Nu. Networking. Greek houses are like gigantic webs that connect college kids with professionals in hundreds of fields. Greek alumni associations are a great resource to use when job or internship searching because graduates are usually happy to help a sister or brother out.

Xi. X-pledge. If you join a house and hate it, you can always quit. It’s frowned upon, but fraternities and sororities understand if you have a genuine reason for dropping out.

Omicron. Om. Need a yoga buddy? Someone to walk with you to class or accompany you to a movie? With a houseful of brothers or sisters you’ll never have to go anywhere alone.

Pi. Parties. Yes sororities and fraternities host parties, no they’re not (always) like the frat parties you see in movies.

Rho. Reputation. It is important to consider the reputation of each Greek house before you pick one, but don’t rule a house out based on its stereotype. Meet the members and then decide if it is where you belong.

Sigma. Support System. I know it sounds sappy, but frats and sororities offer great support systems for their members. If you want to run for student body president, your house will help you campaign. If you start a club, your sisters will join. If you get in a bar fight, your brothers will (hopefully) get your back.

Tau. Test files and tutors. Because academics should always come first, many houses have created files of old study guides and tests to study with. Some fraternities and sororities will even pay for tutors if members need help in classes.

Upsilon. Umpteen t-shirts. If you decide to join a Greek house you can expect to graduate with enough themed t-shirts to clothe the entire population of Wyoming.

Phi. Philanthropy.

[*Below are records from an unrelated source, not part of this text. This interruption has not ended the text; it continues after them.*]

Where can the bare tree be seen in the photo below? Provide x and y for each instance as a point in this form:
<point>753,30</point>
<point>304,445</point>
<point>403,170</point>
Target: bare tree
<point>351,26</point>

Every national Greek organization has a philanthropy that they support and campus chapters often have local charities they give to as well. Causes can range from cleaning up highways to raising funds for children’s hospitals, and they give members an opportunity to be involved in their communities.

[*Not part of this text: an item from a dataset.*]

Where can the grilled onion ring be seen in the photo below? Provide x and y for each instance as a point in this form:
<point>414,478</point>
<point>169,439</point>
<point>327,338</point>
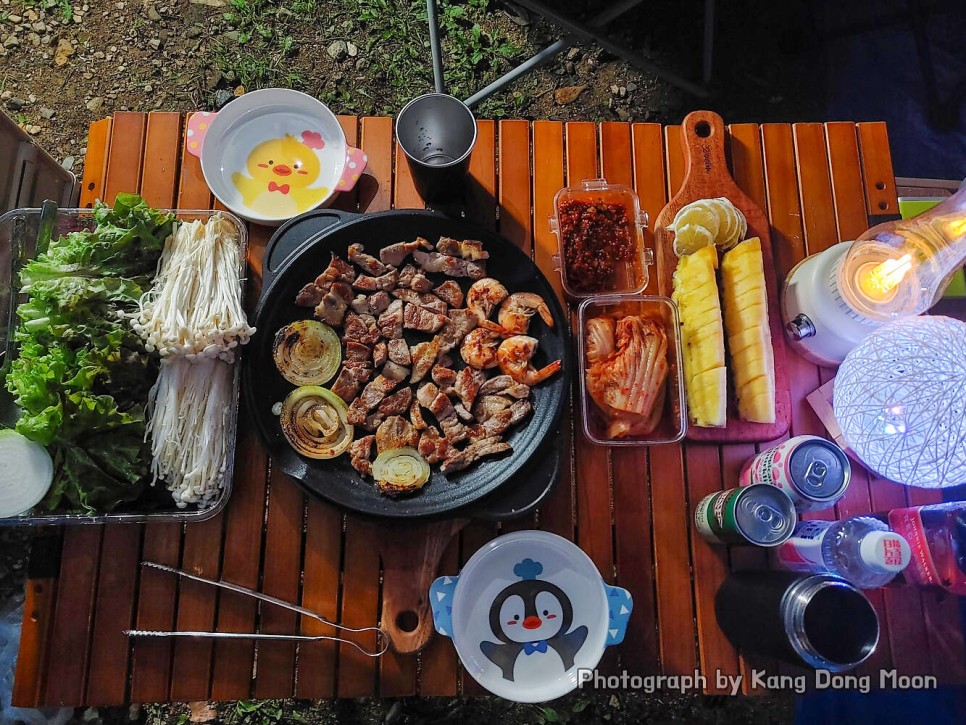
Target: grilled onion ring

Chi. Cheap rent. Living in Greek houses on campus is often cheaper than living in dorms or off-campus apartments, and meals are usually included.

Psi. Size matters. Individual chapters can range from less than ten members to almost 300 depending on the university. A smaller house will allow you to know every member personally and it will be easier to play a large role within the chapter. A house with more members will contain a more diverse group of people, have a significant presence on campus and will host bigger social functions more often.

Omega. Overwhelmed? Check out the houses during recruitment or “rush” and see if Greek life is for U-psilon.